Rare-a-thon: Wizards & Warriors

After establishing themselves as the first Western company to develop games for the NES, Rare went on to create what would become their first franchise: Wizards & Warriors. A title that brings to mind images of fantastical adventures and D&D campaigns. Wizards & Warriors is certainly inspired by the fantasy greats of its time, but it has its own distinct style.

As dictated by the manual, you play as a knight named Kuros who has ventured to the woods of Elrond with his trusty blade Brightsword. The evil wizard Malkil has abducted the princess and now hides away deep within Castle Ironspire. His ultimate goals remain unknown, but are no doubt sinister.

It’s fairly clear that Wizards & Warriors draws some inspiration here from Ghosts ‘n Goblins. An armored knight on a quest to save a maiden, traversing through several levels filled with ghouls, monsters, and devils. Several design choices are unfortunately reminiscent, such as the look of certain enemies or how your progression is marked on a pixelart map shown between stages.

The core gameplay is very different, however. Stages are non-linear for example. Most are sprawling areas that extend both vertically and horizontally, with maze-like tendencies and secrets peppered all over. You have to explore these spaces to find color-coded keys that unlock matching doors and treasure chests. Doing so will bring you treasures and new equipment, or reveal the path to a boss-fight. You also have to collect gems in each level, which are used to bribe a guard that protects the entrance to the boss of any level. These gems are put all over the stage, but you’ll likely have to find at least some secrets or grind enemies to get the necessary total.

This exploration-driven gameplay is a lot of fun. Each stage is well-designed and interesting, while never being too complicated to figure out. It’s also very rewarding. If you put in the effort, thoroughly explore all the optional areas, then you can usually acquire some very powerful upgrades much sooner.
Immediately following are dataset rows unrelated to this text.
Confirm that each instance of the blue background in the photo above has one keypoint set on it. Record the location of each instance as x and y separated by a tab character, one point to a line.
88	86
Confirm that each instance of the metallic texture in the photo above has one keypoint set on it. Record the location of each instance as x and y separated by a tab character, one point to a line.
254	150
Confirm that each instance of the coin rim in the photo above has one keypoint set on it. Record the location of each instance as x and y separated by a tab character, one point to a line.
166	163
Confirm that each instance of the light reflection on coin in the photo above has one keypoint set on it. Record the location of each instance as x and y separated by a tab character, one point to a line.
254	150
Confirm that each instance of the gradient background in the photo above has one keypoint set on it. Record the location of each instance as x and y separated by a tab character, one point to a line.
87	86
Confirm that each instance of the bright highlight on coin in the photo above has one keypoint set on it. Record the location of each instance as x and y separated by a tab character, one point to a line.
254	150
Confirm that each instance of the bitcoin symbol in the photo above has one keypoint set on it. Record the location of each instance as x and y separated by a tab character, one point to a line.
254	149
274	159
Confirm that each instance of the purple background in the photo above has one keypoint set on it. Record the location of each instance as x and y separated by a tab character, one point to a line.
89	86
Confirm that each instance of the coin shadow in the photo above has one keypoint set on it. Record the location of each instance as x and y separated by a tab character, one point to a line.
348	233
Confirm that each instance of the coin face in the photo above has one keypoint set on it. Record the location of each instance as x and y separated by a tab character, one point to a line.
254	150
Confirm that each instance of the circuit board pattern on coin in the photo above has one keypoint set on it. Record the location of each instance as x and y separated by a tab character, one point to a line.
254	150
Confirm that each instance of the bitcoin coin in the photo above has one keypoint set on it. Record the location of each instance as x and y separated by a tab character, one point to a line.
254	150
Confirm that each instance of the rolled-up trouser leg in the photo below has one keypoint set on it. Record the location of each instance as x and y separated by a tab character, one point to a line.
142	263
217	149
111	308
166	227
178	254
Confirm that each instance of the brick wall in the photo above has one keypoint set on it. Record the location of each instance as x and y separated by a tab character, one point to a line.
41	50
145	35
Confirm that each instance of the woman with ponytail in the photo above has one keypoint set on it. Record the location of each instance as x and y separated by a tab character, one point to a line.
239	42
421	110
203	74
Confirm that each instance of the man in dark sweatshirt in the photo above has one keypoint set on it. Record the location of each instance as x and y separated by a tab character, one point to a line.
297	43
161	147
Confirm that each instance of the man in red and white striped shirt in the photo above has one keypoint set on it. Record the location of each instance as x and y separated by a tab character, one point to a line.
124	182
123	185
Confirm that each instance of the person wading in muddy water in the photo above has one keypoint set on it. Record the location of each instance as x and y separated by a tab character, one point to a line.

Magic spells and items that make you stronger or help out in platforming, or useful sub-weapons. These will reappear in more obvious places later in the game, but it feels very good when you score these early and then get to cheese a few otherwise-challenging segments.

For an NES game, Wizards & Warriors is remarkably lenient when it comes to difficulty. It’s a tough game for sure, but you have a sizable health bar that affords you ample room to make mistakes. You can also eat meat to regain lost health and there are potions scattered throughout for additional power-ups—like temporary invulnerability. Even if the health bar is depleted, you have 3 lives to work with. You even spring back to life on the exact spot where Kuros last perished, leaving you with 0 lost progress.

You don’t even get a typical Game Over when you do run out of lives. You get 10 seconds to select continue, after which you again return to life where you last stood. No getting kicked back to level 1 or even the beginning of the level. You don’t even lose the gems or items you had; only your score. This makes the game “easy” to complete. You can try to do it all in one run for the biggest score, but those playing just to see the ending won’t have to deal with the frustrations common in games like this.

With that said, the controls do feel a bit lacking. Movement has a stiffness to it. Or, to be more precise, it simply doesn’t let you do things that feel like they ought to be possible. Kuros lacks a mid-air attack for example, even though you can use items like the throwing knives while in the air. You also can’t turn in the air, which makes platforming a bit more of a hassle. You could argue then that jumping is supposed to be a vulnerable moment that players should only do when the coast is clear. However, enemies spawn in endlessly from all over the place; there is no way to clear a screen before you commit to jumping.

Turning is even an issue on foot. I often tried to turn and attack to deal with an approaching enemy, only to attack in front of me. As if attacking cancelled my command for Kuros to turn around. This was particularly annoying during the the boss fights, because you need to constantly move and jump around to outmaneuver them. It sucks when you miss an opportunity to counter-attack because Kuros is so stubborn to turn.

Levels also tend to feature some annoying platforming parts. Low ceilings that make jumps difficult or long, vertical segments that will inevitably see you fall aaaaaaaaall the way down at the slightest misstep. I almost gave up on the game in level 3 because there is a mandatory jump that can only be made through an exploit—unless you happened to find an optional item in a prior level. Pro tip if you get stuck there: try to either damage boost off an enemy or fall all the way down and try to get a bubble to spawn at the exact spot where it would take you all the way up. You can also try to kill enemies until a blue potion drops. It’s going to be a pain no matter what, so pick your poison.

These platforming bits are also made more annoying by the sluggish scrolling. You usually won’t be able to see where the next platform is until you have already jumped. So you either make extra jumps just to scroll the screen or you leap in blind.

There are complaints to be had, but Wizards & Warriors is still a solid addition to any NES collection. It’s a game with character. A game that mixes familiar elements from its contemporaries with novel innovations of its own. Its approach to continues and lives is especially progressive for a console game. At the same time, the exploration-driven gameplay and different loadouts you can experiment with keep the game replayable. If you’re tired of Ghosts ‘n Goblins kicking your ass, then maybe give Kuros’ adventure a chance instead.